Le métier de pompier a toujours exigé que des humains se précipitent vers ce que tout instinct commande de fuir. En 2026, cette équation change discrètement. Une nouvelle génération de robots terrestres est envoyée la première dans des scènes en train de s'effondrer, surchauffées et envahies de fumée — non pour remplacer les pompiers, mais pour franchir à leur place le premier pas, le plus mortel.
Le signal le plus net est venu en février : Hyundai Motor Group a fait don de quatre robots pompiers autonomes à l'Agence nationale des incendies de Corée du Sud, lors d'une cérémonie près de Séoul, selon l'entreprise et la presse spécialisée. Deux unités sont entrées immédiatement en service auprès d'équipes d'élite. Bâtie sur la plateforme électrique HR-Sherpa de Hyundai Rotem, la machine est pour l'essentiel un blindé télécommandé doté d'un canon à eau — mais ce sont les détails techniques qui la rendent capable de survivre.
Conçu pour vivre dans le feu
Selon Hyundai, un système d'auto-aspersion enveloppe le robot d'un rideau d'eau continu, maintenant sa carrosserie autour de 50-60 °C alors que l'air ambiant atteint 800 °C. Une caméra à vision assistée par IA perce la fumée dense, un système à six roues motrices franchit les décombres, et un long tuyau luminescent le relie à la pompe. Son premier essai réel, indique l'entreprise, fut un incendie d'usine dans la province du Chungcheong du Nord fin janvier. L'enjeu n'a rien d'abstrait : l'Agence nationale des incendies aurait recensé 1 788 pompiers tués ou blessés sur des lieux d'incendie au cours de la dernière décennie.
Des bâtiments aux feux de forêt
La Corée du Sud n'est pas seule. Début 2026, des services d'incendie aux États-Unis, en Europe, au Japon et en Chine intégreraient des robots à leurs opérations courantes — des engins chenillés comme le Colossus français, un modèle de Shark Robotics engagé sur de grands incendies de bâtiments, ou le Thermite américain, jusqu'aux « chiens robots » quadrupèdes qui inspectent les structures instables. À l'extérieur, la lutte contre les feux de forêt s'appuie sur des drones autonomes qui cartographient les fronts à travers la fumée et sur des véhicules au sol qui acheminent tuyaux et matériel sur des terrains trop raides ou toxiques. Les analystes du secteur anticipent une croissance à deux chiffres du marché des robots pompiers sur la prochaine décennie, portée par des saisons d'incendies plus rudes et des règles de sécurité renforcées.

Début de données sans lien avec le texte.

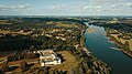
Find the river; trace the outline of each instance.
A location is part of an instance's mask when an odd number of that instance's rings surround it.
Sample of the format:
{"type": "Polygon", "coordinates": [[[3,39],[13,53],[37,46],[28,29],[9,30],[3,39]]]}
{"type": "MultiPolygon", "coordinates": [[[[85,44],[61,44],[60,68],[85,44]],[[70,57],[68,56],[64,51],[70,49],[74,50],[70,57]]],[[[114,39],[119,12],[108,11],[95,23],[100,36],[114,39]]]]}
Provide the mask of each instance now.
{"type": "Polygon", "coordinates": [[[132,74],[132,57],[121,51],[110,49],[110,46],[117,46],[107,39],[105,28],[86,24],[95,29],[94,32],[88,32],[87,30],[85,32],[88,50],[111,66],[112,74],[132,74]]]}

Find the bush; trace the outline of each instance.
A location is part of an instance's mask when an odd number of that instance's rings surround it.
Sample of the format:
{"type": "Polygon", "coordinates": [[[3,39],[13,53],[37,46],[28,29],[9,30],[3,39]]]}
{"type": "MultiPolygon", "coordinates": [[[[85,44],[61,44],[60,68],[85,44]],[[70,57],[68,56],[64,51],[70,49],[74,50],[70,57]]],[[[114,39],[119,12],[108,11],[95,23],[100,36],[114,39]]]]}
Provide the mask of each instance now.
{"type": "Polygon", "coordinates": [[[25,61],[21,61],[20,68],[22,70],[22,72],[26,71],[28,70],[28,63],[25,61]]]}

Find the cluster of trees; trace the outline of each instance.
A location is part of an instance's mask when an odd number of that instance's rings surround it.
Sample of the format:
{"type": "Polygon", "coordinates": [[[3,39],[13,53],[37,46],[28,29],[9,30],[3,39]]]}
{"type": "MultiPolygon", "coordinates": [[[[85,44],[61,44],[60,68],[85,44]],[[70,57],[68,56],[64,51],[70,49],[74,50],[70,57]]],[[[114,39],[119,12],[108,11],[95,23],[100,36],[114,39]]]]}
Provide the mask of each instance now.
{"type": "MultiPolygon", "coordinates": [[[[3,74],[4,72],[9,72],[11,71],[11,68],[12,67],[9,67],[9,62],[7,61],[1,65],[0,74],[3,74]]],[[[18,68],[21,68],[21,71],[24,72],[29,70],[29,64],[25,61],[21,61],[20,66],[18,68]]]]}

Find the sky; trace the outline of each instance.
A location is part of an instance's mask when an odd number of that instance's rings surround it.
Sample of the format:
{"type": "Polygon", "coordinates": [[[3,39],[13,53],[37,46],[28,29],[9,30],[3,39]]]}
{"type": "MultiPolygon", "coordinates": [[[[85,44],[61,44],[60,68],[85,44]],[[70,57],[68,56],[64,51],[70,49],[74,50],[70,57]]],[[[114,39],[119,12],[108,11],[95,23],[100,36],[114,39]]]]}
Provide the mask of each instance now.
{"type": "Polygon", "coordinates": [[[132,15],[132,0],[0,0],[0,15],[132,15]]]}

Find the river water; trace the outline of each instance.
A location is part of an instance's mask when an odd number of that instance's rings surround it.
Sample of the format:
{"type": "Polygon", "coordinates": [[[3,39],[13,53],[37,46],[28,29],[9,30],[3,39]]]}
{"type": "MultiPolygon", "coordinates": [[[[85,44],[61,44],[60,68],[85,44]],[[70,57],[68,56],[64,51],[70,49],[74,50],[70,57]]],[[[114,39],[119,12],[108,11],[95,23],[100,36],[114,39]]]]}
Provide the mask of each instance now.
{"type": "Polygon", "coordinates": [[[105,28],[86,24],[94,29],[94,32],[88,32],[88,30],[85,32],[88,50],[111,66],[112,74],[132,74],[132,57],[109,47],[117,46],[107,39],[105,28]]]}

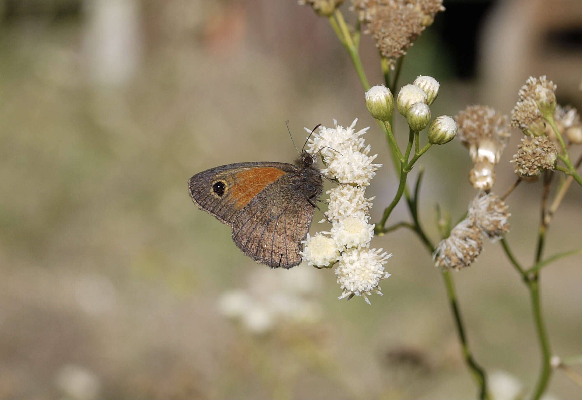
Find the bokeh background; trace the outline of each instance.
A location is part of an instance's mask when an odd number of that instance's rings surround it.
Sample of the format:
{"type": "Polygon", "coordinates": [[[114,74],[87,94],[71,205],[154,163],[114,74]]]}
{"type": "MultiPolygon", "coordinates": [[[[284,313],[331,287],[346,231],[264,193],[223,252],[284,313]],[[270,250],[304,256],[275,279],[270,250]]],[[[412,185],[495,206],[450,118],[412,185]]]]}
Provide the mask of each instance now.
{"type": "MultiPolygon", "coordinates": [[[[400,80],[441,81],[434,116],[475,103],[509,113],[541,74],[580,109],[579,1],[445,5],[400,80]]],[[[369,37],[361,47],[381,83],[369,37]]],[[[256,265],[188,196],[188,178],[207,168],[292,160],[287,119],[300,144],[304,126],[358,118],[385,165],[368,190],[377,220],[397,184],[363,95],[327,22],[294,0],[0,0],[0,398],[474,397],[443,282],[409,231],[374,240],[393,256],[369,306],[338,301],[332,270],[256,265]]],[[[520,137],[498,167],[500,194],[520,137]]],[[[436,241],[436,204],[456,220],[474,195],[471,161],[455,141],[420,164],[436,241]]],[[[522,184],[508,201],[508,240],[526,265],[540,189],[522,184]]],[[[555,216],[546,254],[580,247],[580,193],[573,185],[555,216]]],[[[399,206],[391,221],[407,218],[399,206]]],[[[531,388],[528,292],[500,248],[487,243],[454,277],[477,360],[531,388]]],[[[581,287],[580,256],[542,274],[560,356],[582,352],[581,287]]],[[[560,372],[549,392],[582,397],[560,372]]]]}

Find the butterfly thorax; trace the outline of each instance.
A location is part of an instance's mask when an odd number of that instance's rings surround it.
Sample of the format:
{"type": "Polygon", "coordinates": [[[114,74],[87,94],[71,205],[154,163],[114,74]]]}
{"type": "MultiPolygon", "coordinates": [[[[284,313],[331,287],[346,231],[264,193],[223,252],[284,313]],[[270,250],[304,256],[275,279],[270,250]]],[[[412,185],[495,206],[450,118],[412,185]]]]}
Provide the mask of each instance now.
{"type": "Polygon", "coordinates": [[[292,177],[292,184],[299,187],[307,198],[317,199],[323,191],[323,181],[313,158],[304,151],[294,165],[297,173],[292,177]]]}

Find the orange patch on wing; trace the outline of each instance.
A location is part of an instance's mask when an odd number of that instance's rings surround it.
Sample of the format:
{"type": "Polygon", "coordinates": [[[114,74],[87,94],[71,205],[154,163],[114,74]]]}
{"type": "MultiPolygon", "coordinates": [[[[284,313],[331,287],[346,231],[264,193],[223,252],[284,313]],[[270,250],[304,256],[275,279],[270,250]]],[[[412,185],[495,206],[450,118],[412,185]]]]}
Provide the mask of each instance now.
{"type": "Polygon", "coordinates": [[[242,209],[267,185],[285,173],[273,167],[257,167],[236,174],[230,190],[230,196],[236,199],[236,208],[242,209]]]}

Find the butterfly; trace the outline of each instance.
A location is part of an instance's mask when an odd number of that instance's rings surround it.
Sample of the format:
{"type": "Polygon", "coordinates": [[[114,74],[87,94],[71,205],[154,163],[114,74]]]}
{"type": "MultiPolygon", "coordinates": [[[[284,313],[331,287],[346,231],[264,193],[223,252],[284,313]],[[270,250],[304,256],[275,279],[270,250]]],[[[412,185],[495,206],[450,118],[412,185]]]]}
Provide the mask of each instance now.
{"type": "Polygon", "coordinates": [[[300,155],[293,164],[228,164],[188,181],[196,205],[230,226],[232,240],[243,253],[272,267],[301,263],[301,242],[323,191],[315,160],[304,149],[297,152],[300,155]]]}

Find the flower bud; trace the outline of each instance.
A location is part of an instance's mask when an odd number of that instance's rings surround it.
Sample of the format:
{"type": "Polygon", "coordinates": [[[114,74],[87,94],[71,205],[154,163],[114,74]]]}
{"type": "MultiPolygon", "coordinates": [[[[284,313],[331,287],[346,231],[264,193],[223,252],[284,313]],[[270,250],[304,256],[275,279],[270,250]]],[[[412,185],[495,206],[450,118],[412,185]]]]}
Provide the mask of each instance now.
{"type": "Polygon", "coordinates": [[[415,132],[420,132],[427,127],[431,120],[431,109],[424,103],[414,103],[408,110],[406,122],[415,132]]]}
{"type": "Polygon", "coordinates": [[[469,183],[475,189],[489,190],[495,183],[495,165],[484,160],[469,171],[469,183]]]}
{"type": "Polygon", "coordinates": [[[365,92],[365,106],[372,116],[388,121],[394,111],[394,98],[390,90],[383,85],[372,86],[365,92]]]}
{"type": "Polygon", "coordinates": [[[431,76],[420,75],[414,80],[413,84],[416,85],[427,94],[427,104],[430,105],[438,95],[438,90],[441,85],[436,80],[431,76]]]}
{"type": "Polygon", "coordinates": [[[426,103],[427,98],[427,94],[416,85],[408,84],[403,86],[396,98],[398,112],[406,117],[408,115],[409,109],[413,104],[415,103],[426,103]]]}
{"type": "Polygon", "coordinates": [[[457,135],[457,124],[446,115],[435,118],[428,126],[428,141],[432,144],[445,144],[457,135]]]}

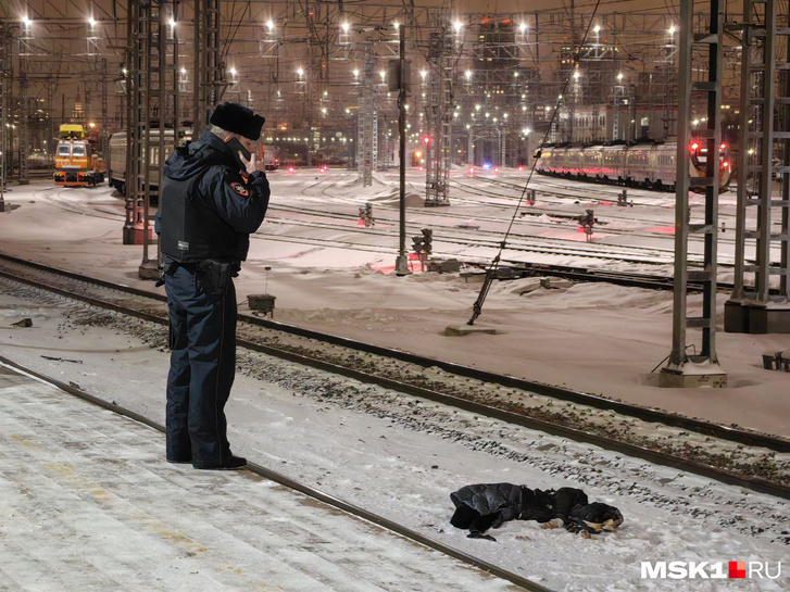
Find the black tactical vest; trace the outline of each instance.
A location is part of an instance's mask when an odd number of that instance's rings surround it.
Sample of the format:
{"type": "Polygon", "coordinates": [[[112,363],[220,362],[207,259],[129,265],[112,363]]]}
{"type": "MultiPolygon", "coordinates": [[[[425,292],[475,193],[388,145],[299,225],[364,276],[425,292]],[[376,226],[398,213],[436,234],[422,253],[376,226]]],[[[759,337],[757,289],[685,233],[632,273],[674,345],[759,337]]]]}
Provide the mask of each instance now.
{"type": "Polygon", "coordinates": [[[210,257],[244,259],[238,252],[238,234],[210,205],[211,196],[201,196],[200,182],[210,168],[195,177],[174,180],[165,176],[160,199],[159,232],[162,253],[180,263],[210,257]]]}

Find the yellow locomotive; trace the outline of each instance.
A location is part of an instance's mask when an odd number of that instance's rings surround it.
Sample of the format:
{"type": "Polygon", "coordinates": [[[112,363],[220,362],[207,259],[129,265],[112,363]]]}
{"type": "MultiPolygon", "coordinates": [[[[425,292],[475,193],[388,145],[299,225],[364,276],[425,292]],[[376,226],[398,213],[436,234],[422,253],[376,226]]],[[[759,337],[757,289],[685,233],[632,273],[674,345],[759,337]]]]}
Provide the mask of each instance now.
{"type": "Polygon", "coordinates": [[[62,187],[95,187],[104,180],[103,159],[81,125],[61,125],[54,167],[54,184],[62,187]]]}

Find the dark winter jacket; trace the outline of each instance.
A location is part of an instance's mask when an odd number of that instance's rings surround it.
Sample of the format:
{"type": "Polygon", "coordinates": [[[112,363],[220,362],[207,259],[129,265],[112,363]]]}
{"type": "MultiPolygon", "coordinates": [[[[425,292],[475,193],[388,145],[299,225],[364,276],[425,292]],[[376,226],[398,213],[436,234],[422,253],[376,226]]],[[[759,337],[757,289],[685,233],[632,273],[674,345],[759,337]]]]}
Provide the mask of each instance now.
{"type": "Polygon", "coordinates": [[[264,173],[247,177],[240,167],[210,131],[167,159],[156,214],[166,257],[181,263],[247,259],[250,234],[263,222],[271,191],[264,173]]]}
{"type": "MultiPolygon", "coordinates": [[[[497,526],[507,520],[550,520],[553,516],[553,491],[531,490],[513,483],[479,483],[466,486],[450,494],[455,507],[466,505],[480,516],[499,514],[497,526]]],[[[497,528],[494,526],[494,528],[497,528]]]]}

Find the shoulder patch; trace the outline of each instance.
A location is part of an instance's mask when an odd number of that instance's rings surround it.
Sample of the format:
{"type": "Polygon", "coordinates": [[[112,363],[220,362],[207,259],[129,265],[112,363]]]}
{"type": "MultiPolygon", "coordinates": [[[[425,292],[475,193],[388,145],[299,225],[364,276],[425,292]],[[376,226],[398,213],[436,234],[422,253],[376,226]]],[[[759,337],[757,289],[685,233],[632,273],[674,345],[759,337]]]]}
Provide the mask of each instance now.
{"type": "Polygon", "coordinates": [[[249,190],[249,189],[247,189],[247,187],[244,187],[243,185],[241,185],[241,184],[240,184],[240,182],[238,182],[238,181],[233,181],[233,182],[230,184],[230,189],[233,189],[233,190],[234,190],[234,191],[236,191],[236,192],[237,192],[237,193],[238,193],[239,196],[242,196],[242,197],[244,197],[244,198],[249,198],[249,197],[250,197],[250,190],[249,190]]]}

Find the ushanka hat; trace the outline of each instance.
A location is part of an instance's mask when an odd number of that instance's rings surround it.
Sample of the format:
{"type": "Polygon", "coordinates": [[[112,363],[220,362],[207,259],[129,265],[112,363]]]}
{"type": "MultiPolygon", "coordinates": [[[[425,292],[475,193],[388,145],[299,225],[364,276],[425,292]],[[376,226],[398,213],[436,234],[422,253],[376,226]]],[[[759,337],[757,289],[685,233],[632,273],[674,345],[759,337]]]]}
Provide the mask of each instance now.
{"type": "Polygon", "coordinates": [[[239,103],[217,105],[214,113],[211,114],[211,119],[209,119],[212,125],[250,140],[258,140],[261,137],[261,128],[265,121],[260,115],[255,115],[251,109],[239,103]]]}

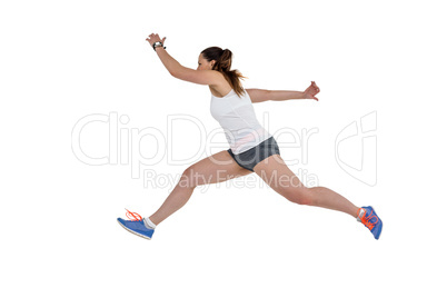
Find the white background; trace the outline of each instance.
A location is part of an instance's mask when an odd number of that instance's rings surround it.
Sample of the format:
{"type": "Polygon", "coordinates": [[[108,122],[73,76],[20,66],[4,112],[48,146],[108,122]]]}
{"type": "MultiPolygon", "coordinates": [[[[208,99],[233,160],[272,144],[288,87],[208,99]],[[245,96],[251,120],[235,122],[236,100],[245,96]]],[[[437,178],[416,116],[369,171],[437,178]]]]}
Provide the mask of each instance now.
{"type": "MultiPolygon", "coordinates": [[[[3,1],[0,24],[8,297],[443,296],[443,1],[3,1]],[[130,119],[125,129],[167,135],[167,117],[183,113],[219,128],[208,88],[170,77],[145,41],[152,32],[190,68],[207,47],[230,49],[246,88],[302,91],[315,80],[319,102],[257,103],[258,119],[269,113],[271,133],[318,128],[308,163],[290,168],[372,205],[380,240],[349,216],[292,205],[259,178],[196,189],[150,241],[119,227],[125,208],[149,216],[171,188],[145,188],[129,165],[81,162],[71,148],[79,119],[117,112],[130,119]],[[374,111],[377,183],[368,186],[338,166],[335,139],[374,111]]],[[[107,129],[86,133],[86,151],[107,153],[107,129]]],[[[199,135],[179,126],[172,138],[181,156],[199,135]]],[[[278,138],[284,156],[299,156],[286,141],[278,138]]],[[[187,166],[165,158],[146,168],[176,177],[187,166]]]]}

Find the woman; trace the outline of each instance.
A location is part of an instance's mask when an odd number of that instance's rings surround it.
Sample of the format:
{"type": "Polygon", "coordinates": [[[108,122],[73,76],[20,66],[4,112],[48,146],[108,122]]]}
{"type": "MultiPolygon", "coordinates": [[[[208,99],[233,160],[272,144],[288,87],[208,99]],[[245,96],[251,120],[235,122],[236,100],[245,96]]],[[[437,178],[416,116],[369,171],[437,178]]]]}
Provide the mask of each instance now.
{"type": "Polygon", "coordinates": [[[239,71],[230,70],[231,51],[228,49],[205,49],[199,56],[197,70],[193,70],[181,66],[166,51],[166,38],[160,40],[158,34],[152,33],[146,40],[175,78],[208,85],[211,91],[211,115],[224,128],[230,149],[205,158],[186,169],[178,185],[152,216],[133,221],[118,218],[123,228],[151,239],[157,225],[180,209],[197,186],[222,182],[256,172],[286,199],[299,205],[348,213],[361,221],[376,239],[379,238],[383,222],[371,207],[358,208],[325,187],[305,187],[281,159],[275,138],[256,119],[252,102],[318,100],[315,96],[319,88],[314,81],[304,92],[244,89],[239,80],[244,77],[239,71]],[[221,177],[222,172],[226,172],[225,177],[221,177]]]}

Rien de tout cela ne rend le pompier humain obsolète. Les robots sont lents, coûteux et dépendent encore du jugement d'un opérateur à l'autre bout de la liaison. Mais la trajectoire est tracée : les minutes les plus dangereuses d'un incendie — la percée, la recherche de victimes, la première attaque du foyer — deviennent une tâche que l'on peut confier à une machine. Pour un métier qui se compte en vies perdues, c'est peut-être la plus humaine des automatisations de l'année.